The RAV4 pairs a 2.5-litre four-cylinder engine with electric motors to create a hybrid system. There’s nothing overly high-tech about either drivetrain in isolation, although combined, they have the desired result of significantly reducing fuel use.

The claimed average consumption of the hybrid system is 4.7 litres per 100km, well above the circa-7.0-7.5L/100km of petrol-only rivals.

However, whereas those petrol competitors experience significantly higher fuel use around town – an additional 25-30 per cent is typical – the RAV4’s fuel use barely changes in the suburbs.

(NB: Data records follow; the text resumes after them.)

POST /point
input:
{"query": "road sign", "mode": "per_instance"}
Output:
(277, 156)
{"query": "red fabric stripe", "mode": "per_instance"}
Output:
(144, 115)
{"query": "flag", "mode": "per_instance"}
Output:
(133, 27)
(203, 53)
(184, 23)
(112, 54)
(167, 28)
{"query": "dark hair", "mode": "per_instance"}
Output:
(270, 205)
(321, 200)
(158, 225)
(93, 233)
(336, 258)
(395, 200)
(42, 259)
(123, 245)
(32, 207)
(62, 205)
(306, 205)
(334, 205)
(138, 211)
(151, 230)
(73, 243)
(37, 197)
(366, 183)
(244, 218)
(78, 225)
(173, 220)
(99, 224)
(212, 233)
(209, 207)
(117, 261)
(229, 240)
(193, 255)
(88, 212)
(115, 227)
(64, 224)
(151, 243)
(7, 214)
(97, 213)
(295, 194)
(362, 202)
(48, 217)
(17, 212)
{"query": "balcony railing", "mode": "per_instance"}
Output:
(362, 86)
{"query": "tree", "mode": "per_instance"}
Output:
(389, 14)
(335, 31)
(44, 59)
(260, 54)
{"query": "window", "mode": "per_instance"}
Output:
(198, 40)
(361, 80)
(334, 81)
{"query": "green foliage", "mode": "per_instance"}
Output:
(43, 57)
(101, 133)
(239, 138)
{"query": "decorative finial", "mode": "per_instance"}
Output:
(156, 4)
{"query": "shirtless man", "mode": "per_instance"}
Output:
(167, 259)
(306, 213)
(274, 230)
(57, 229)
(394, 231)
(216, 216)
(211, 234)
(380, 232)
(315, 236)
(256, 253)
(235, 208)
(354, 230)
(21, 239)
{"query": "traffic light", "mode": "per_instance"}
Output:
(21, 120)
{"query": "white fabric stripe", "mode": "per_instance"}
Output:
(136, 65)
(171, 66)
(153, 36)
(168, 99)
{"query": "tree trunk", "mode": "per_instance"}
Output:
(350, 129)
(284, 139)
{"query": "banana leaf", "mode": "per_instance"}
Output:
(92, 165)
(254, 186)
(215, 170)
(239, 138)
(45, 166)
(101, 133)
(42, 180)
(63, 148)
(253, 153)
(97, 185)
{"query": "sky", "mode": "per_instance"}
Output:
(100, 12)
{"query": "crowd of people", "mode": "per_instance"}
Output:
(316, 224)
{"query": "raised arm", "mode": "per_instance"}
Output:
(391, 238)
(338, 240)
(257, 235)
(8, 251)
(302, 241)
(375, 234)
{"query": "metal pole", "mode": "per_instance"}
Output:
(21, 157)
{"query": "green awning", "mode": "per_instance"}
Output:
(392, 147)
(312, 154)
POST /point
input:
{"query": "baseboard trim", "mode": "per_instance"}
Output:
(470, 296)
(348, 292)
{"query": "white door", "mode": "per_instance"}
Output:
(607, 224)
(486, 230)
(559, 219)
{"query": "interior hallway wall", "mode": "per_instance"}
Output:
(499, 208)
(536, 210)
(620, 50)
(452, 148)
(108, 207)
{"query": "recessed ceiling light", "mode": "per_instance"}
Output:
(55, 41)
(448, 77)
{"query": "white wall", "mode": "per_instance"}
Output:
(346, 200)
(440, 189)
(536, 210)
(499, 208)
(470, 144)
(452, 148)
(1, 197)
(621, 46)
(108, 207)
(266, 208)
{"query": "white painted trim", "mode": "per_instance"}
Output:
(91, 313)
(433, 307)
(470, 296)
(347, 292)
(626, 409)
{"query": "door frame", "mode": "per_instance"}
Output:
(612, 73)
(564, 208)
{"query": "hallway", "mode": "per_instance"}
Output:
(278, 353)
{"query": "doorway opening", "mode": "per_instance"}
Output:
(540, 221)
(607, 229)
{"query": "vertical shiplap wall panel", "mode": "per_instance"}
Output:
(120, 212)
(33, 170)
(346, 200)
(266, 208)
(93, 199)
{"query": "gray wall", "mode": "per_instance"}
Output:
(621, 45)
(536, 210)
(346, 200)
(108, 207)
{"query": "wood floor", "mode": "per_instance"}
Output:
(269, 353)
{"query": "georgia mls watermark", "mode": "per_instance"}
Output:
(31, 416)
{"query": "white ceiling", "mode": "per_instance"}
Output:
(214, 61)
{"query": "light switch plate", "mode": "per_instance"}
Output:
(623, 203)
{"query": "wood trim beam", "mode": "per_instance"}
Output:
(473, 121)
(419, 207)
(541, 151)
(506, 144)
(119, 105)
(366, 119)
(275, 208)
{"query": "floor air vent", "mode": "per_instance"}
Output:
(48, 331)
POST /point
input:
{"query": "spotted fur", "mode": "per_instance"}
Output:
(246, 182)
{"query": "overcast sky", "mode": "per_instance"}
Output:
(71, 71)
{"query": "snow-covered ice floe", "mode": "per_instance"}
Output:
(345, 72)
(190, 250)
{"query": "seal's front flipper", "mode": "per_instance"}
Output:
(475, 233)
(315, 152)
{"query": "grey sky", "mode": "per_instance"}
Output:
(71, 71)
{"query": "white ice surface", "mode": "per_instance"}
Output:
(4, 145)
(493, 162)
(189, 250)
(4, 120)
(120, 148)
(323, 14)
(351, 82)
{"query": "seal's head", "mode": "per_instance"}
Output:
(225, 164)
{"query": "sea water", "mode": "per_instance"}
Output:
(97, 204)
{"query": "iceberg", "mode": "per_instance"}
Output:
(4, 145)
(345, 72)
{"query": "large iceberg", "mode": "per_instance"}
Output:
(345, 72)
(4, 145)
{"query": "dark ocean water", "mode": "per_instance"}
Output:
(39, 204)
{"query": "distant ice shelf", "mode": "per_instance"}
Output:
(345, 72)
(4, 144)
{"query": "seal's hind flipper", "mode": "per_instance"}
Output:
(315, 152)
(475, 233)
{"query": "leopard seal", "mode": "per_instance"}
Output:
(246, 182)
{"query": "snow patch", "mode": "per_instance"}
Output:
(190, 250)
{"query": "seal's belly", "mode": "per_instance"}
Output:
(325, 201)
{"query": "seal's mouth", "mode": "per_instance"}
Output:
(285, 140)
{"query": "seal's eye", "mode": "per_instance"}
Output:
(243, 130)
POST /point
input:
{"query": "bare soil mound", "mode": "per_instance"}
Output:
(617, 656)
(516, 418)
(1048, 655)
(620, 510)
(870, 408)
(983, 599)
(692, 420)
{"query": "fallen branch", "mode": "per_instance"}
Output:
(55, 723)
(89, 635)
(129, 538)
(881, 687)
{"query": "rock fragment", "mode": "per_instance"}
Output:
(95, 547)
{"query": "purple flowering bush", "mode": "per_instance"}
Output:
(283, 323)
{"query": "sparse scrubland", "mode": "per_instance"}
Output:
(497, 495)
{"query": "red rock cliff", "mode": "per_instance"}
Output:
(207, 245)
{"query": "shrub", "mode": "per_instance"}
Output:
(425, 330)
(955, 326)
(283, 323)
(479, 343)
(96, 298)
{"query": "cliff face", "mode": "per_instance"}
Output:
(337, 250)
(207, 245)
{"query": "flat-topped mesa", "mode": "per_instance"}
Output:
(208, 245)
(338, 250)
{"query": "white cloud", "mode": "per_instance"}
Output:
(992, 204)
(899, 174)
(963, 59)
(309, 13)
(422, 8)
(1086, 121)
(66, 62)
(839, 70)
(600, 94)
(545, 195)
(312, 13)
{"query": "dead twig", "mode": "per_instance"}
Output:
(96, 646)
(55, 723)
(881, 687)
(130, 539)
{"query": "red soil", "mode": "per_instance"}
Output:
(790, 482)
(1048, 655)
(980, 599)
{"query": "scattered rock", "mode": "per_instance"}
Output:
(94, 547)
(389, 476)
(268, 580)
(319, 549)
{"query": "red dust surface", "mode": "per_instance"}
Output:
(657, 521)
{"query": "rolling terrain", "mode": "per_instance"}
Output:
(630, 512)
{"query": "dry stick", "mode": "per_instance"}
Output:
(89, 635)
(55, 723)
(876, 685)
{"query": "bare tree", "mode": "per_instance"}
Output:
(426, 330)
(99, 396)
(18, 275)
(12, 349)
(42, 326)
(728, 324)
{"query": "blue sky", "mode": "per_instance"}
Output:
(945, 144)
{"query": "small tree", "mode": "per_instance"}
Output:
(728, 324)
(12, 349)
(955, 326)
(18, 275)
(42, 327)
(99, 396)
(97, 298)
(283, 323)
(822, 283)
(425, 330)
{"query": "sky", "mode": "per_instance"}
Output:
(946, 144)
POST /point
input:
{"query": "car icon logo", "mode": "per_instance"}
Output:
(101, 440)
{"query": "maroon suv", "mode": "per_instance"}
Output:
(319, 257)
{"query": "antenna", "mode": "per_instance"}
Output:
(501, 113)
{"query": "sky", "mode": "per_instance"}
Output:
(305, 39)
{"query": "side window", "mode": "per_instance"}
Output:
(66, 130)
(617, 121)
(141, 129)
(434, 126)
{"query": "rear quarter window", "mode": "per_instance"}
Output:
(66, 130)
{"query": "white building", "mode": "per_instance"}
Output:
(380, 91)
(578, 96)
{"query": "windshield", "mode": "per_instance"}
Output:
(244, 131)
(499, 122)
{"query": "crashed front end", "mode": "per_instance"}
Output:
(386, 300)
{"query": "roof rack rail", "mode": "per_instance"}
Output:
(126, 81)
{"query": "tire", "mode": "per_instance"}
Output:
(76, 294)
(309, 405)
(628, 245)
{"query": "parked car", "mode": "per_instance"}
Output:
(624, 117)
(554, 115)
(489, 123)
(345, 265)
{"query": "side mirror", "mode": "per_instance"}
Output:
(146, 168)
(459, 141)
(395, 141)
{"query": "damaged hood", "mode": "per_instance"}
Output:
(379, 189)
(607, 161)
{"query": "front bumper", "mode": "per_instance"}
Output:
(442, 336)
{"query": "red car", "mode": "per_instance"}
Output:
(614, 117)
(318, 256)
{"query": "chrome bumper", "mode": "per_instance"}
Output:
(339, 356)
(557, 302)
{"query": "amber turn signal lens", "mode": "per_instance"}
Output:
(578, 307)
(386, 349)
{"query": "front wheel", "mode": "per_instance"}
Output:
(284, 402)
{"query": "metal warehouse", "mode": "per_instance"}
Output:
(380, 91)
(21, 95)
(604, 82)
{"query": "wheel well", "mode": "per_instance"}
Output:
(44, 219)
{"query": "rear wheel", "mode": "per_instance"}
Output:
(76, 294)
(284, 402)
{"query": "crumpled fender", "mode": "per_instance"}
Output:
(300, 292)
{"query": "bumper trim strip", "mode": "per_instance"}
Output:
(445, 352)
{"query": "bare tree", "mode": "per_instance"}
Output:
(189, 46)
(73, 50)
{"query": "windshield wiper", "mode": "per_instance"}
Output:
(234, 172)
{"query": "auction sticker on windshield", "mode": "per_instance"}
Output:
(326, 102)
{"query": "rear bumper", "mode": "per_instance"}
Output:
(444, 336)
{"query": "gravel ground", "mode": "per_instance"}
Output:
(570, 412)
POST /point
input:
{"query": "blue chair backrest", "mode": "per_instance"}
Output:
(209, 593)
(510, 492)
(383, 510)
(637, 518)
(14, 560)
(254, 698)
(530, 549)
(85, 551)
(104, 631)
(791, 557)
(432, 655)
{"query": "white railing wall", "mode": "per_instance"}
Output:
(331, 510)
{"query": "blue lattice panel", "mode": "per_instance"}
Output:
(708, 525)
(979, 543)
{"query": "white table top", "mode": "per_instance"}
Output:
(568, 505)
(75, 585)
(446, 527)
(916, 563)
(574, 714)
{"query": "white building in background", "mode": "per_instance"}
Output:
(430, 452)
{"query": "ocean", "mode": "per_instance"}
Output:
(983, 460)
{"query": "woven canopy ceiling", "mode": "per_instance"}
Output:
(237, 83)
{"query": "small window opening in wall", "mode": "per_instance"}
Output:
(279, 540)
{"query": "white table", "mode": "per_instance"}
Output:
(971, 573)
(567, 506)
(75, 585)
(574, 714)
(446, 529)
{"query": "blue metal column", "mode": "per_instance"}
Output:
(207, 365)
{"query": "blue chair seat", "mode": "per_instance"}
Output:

That’s because it has a generator that can capture energy you’d normally lose through the braking system and store it in the battery, to be used when accelerating later.

The result is an impressively efficient five-seat SUV.

While you’re unlikely to match the laboratory-gleaned 4.7L/100km claim, you can easily get figures of around 5.5L/100km. That’s about half what you’d likely spend on a rival confined mostly to the city and suburbs.

Toyota RAV4 Hybrid 2023

The dark grey hues and traditional plastics remain largely unchanged for the latest RAV4. Image: Supplied

Toyota RAV4 Cruiser Hybrid performance and handling

The hybrid system also delivers on performance. If you’re calling on the maximum when taking off, it leans on the effortless pull of the electric motor, providing a nice surge low in the rev range.

The petrol engine will sometimes grumble as it comes into play, helping continue the RAV4’s easy nature.

The engine will cut in and out depending on what you’re asking for with your right foot, and the CVT auto takes some acclimatisation, although it’s effective and responsive.

The RAV4 also reinforces its easy nature with its on-road manners. The steering is light but reassuring, and the suspension compliant and controlled.

All of which adds up to a car that mounts a solid case among a highly competitive mid-sized SUV field.

However, much of its appeal is with the hybrid drivetrain rather than the overall SUV package, which is starting to show its age.

And it’s a shame that you’re paying so much more than you would have been even last year – whenever you eventually manage to get your hands on one.